The exhibits followed brought repeated performances.  We started having a formula.  We have the registration forms for interested clients.  We have a fairly stable product make up.  We have pictures and designs of our projects we can show off.    We were also more conscious about our expenses.  We cut down our exhibits to the essentials that prove effective.  We were a bit stingy with our meal allowances.  And we didn't have our project completion meetings any more. 


Worldbex 2010 had just come to a close.  I was only there last Thursday and again on the Saturday.  In some ways, it reminded me of our first exhibit in 2002.  It was again a small adventure, commuting to WTC and back, to see what's there and what we're cooking.

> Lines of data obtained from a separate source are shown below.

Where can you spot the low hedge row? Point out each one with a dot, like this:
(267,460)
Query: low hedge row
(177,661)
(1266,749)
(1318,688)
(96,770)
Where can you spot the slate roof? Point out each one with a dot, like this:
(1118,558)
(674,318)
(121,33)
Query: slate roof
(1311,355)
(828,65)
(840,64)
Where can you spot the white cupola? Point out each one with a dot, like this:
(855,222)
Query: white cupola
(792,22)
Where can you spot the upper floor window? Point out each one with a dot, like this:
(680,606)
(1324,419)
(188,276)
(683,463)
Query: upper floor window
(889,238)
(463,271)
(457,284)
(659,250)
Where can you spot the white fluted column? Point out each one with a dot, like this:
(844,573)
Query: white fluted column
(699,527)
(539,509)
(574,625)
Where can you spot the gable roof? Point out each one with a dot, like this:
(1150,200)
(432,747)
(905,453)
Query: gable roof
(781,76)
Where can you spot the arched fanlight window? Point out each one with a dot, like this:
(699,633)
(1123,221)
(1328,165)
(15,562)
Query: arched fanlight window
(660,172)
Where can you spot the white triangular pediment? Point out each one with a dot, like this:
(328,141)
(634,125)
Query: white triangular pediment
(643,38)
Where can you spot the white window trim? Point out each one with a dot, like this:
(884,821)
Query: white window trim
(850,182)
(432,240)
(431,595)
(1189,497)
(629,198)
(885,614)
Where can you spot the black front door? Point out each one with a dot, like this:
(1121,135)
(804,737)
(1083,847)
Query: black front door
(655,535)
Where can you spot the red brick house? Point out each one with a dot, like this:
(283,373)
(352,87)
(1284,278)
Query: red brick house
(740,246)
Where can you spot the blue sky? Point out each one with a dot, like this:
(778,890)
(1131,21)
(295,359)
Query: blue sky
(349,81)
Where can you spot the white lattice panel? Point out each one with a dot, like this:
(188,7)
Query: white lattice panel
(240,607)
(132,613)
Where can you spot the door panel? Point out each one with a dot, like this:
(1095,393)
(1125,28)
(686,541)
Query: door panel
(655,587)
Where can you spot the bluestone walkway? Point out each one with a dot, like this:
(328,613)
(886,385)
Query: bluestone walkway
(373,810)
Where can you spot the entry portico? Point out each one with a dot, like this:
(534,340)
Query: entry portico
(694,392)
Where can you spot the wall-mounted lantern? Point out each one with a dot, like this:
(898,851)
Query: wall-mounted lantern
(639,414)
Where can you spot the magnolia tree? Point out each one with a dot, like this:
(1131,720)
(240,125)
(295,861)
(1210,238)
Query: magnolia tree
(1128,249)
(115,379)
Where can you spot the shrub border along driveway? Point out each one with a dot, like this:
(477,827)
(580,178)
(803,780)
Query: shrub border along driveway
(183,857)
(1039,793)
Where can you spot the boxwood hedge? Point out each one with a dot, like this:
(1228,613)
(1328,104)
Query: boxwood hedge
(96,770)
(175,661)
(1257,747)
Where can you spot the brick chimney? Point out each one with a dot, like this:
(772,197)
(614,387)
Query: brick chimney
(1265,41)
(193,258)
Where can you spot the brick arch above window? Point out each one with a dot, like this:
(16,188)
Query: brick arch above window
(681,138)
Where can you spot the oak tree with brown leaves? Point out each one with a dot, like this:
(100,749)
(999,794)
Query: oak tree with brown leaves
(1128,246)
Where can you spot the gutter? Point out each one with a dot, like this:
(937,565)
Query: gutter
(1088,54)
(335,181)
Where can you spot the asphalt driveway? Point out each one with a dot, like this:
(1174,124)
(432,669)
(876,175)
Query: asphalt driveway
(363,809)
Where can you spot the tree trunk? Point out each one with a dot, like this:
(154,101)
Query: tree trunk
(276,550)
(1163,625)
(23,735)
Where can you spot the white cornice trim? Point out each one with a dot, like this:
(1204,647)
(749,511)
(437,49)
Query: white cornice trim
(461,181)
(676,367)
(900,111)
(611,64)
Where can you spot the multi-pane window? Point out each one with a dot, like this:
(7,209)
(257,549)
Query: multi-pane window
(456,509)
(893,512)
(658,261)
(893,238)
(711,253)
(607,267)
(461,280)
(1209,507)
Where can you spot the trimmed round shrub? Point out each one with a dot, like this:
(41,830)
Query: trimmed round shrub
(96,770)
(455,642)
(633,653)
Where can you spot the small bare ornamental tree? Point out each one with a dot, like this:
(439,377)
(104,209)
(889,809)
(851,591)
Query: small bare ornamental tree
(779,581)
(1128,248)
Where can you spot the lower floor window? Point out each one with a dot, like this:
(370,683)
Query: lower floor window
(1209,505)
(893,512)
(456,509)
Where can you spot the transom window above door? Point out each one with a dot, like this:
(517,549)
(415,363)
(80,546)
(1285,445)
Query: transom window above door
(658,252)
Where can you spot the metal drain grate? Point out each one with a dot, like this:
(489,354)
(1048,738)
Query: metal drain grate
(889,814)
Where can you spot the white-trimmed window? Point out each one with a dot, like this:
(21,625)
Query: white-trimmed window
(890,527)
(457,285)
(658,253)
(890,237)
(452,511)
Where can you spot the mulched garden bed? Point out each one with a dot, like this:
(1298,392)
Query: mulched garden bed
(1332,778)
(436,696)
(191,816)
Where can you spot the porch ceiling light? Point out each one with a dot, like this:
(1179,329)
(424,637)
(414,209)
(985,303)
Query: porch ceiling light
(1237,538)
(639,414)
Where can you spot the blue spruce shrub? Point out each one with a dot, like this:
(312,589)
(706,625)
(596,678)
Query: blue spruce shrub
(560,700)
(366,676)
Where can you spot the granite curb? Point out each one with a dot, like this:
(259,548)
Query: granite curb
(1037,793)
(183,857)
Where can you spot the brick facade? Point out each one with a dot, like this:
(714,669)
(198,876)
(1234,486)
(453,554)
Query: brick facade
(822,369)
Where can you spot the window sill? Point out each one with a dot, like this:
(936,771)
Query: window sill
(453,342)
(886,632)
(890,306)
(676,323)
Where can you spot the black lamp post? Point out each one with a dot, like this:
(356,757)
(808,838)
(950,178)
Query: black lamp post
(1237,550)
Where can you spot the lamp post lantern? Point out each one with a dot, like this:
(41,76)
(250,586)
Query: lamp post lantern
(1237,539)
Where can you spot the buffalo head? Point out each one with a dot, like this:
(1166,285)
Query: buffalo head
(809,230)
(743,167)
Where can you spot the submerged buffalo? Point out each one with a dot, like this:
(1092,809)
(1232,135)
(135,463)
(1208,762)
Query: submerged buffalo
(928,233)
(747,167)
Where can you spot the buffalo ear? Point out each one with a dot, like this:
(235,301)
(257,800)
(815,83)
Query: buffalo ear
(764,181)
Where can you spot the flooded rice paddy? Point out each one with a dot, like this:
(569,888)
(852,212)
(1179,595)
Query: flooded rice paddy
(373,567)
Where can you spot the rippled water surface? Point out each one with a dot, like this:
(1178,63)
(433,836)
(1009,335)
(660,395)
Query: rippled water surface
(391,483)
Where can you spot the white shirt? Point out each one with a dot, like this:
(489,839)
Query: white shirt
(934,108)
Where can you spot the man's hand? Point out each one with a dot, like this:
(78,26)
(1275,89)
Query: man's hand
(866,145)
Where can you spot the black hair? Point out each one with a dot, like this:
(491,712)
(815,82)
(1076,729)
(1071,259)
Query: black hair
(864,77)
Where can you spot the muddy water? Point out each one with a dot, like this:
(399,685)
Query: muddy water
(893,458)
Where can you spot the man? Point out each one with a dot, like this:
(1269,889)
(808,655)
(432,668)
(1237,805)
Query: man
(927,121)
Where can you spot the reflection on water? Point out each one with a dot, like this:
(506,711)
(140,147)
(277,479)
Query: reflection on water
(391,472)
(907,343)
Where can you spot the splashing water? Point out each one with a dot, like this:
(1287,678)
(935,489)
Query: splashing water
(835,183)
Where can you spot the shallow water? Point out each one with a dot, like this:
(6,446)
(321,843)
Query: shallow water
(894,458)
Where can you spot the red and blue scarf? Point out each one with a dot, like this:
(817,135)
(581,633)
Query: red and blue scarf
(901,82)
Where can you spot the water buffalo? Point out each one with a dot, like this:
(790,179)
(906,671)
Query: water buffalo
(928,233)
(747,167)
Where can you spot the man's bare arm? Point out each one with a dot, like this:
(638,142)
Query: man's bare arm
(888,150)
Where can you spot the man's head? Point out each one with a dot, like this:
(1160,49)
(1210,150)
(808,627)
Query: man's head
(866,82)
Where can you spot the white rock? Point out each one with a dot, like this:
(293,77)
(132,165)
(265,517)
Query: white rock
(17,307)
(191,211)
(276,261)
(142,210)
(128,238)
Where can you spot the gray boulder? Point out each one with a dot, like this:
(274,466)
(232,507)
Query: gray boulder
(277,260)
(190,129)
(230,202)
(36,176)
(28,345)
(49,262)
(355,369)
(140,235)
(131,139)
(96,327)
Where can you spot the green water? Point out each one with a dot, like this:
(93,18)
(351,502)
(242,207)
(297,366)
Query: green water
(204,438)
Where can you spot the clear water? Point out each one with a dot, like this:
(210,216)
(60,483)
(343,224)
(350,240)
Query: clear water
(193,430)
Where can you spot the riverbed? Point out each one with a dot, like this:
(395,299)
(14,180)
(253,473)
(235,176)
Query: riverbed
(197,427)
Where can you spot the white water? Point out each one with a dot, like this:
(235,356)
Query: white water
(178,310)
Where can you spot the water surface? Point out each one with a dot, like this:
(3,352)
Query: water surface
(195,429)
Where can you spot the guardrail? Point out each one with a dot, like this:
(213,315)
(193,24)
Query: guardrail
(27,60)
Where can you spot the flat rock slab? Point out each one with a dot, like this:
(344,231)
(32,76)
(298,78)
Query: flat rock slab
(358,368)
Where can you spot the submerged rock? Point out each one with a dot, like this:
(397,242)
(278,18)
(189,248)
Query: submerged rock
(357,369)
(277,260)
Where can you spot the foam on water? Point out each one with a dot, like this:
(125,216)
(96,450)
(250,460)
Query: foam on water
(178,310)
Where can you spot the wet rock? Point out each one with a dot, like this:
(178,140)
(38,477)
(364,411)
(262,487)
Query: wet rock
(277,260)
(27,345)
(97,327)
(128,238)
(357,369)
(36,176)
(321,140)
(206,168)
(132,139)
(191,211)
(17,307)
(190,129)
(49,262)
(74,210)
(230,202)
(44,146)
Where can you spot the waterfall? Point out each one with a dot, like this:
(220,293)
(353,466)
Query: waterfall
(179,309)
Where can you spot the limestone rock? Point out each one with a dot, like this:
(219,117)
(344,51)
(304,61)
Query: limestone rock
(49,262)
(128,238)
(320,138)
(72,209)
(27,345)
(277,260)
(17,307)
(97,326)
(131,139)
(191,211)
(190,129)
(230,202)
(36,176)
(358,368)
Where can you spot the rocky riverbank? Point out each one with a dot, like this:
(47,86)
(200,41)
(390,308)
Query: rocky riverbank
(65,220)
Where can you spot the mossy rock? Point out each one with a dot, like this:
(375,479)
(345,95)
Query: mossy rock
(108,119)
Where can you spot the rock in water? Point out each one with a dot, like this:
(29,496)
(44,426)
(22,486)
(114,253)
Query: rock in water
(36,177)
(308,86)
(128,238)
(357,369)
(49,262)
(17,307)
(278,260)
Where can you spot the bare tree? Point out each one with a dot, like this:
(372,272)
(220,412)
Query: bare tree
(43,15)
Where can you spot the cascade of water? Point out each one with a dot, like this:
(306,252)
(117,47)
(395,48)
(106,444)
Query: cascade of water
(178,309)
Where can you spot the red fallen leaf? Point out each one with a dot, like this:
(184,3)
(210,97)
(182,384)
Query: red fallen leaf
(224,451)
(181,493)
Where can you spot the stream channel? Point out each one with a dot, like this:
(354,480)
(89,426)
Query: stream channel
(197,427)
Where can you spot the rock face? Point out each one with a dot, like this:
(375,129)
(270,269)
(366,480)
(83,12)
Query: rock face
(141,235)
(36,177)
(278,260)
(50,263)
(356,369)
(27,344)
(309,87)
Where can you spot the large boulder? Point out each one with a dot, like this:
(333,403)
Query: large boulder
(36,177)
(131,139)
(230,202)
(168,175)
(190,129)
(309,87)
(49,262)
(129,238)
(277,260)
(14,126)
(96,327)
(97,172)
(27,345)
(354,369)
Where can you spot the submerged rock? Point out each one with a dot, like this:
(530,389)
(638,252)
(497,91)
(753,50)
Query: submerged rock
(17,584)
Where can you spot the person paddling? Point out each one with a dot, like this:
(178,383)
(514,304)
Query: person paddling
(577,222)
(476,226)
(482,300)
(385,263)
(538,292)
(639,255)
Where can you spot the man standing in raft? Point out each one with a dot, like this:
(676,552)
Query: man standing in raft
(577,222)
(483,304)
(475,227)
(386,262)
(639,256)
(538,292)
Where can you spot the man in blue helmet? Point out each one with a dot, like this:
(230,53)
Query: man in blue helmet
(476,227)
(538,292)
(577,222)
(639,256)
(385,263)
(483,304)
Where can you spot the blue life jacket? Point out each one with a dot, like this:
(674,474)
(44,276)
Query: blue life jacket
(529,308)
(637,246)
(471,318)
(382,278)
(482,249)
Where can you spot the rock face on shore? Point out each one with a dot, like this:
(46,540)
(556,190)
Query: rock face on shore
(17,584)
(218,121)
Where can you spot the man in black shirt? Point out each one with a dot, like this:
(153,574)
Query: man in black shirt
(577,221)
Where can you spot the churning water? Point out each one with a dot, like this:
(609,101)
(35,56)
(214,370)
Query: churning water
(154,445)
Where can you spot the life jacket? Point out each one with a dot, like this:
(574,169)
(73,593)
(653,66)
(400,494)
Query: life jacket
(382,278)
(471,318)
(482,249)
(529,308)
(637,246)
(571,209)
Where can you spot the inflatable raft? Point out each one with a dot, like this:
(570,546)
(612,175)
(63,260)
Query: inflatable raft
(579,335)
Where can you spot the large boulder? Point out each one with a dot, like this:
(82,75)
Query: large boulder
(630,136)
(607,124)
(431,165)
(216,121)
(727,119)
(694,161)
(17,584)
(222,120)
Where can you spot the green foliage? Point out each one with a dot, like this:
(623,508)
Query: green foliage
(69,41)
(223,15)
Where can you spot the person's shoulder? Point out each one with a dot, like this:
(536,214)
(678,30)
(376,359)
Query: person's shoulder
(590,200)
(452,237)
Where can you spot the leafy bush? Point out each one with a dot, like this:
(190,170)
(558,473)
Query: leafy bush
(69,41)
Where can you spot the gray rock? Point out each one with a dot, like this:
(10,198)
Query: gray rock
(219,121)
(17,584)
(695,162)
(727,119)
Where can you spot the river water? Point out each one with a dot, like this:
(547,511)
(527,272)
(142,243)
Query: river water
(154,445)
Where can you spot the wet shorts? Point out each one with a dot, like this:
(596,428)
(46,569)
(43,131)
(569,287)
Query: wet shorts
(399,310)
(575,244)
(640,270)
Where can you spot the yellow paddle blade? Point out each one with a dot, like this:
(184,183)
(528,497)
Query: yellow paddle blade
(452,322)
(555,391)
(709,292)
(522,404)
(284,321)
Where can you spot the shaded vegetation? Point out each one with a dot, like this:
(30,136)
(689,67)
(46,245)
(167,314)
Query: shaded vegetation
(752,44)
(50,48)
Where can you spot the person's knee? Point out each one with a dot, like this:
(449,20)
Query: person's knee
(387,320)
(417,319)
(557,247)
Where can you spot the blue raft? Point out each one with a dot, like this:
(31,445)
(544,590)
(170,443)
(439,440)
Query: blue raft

Gone were our rubber stamp booth of the last few years  that looked like a market place with our water heaters, pumps, and other products.  We didn't go with an expensive outsourced module, but we had a nice, creative booth thanks to our fantastic and versatile  industrial designer.  We had an interesting set of videos to show, no longer through a TV-VHS combo but now through an LCD TV and DVD player.  We had an aquarium with a manually operated wave ball toy, to get the idea across.  We're here again to exhibit,  like our first venture, to introduce a product, this time quite different and innovative, this time from France (though we were not in a French pavilion) -- the Wave Ball wave generator

It was a frontier once more, a revolution of sorts for our company, a reset of our exposition in water technology.  We're here to make waves.  It's a Wavolution.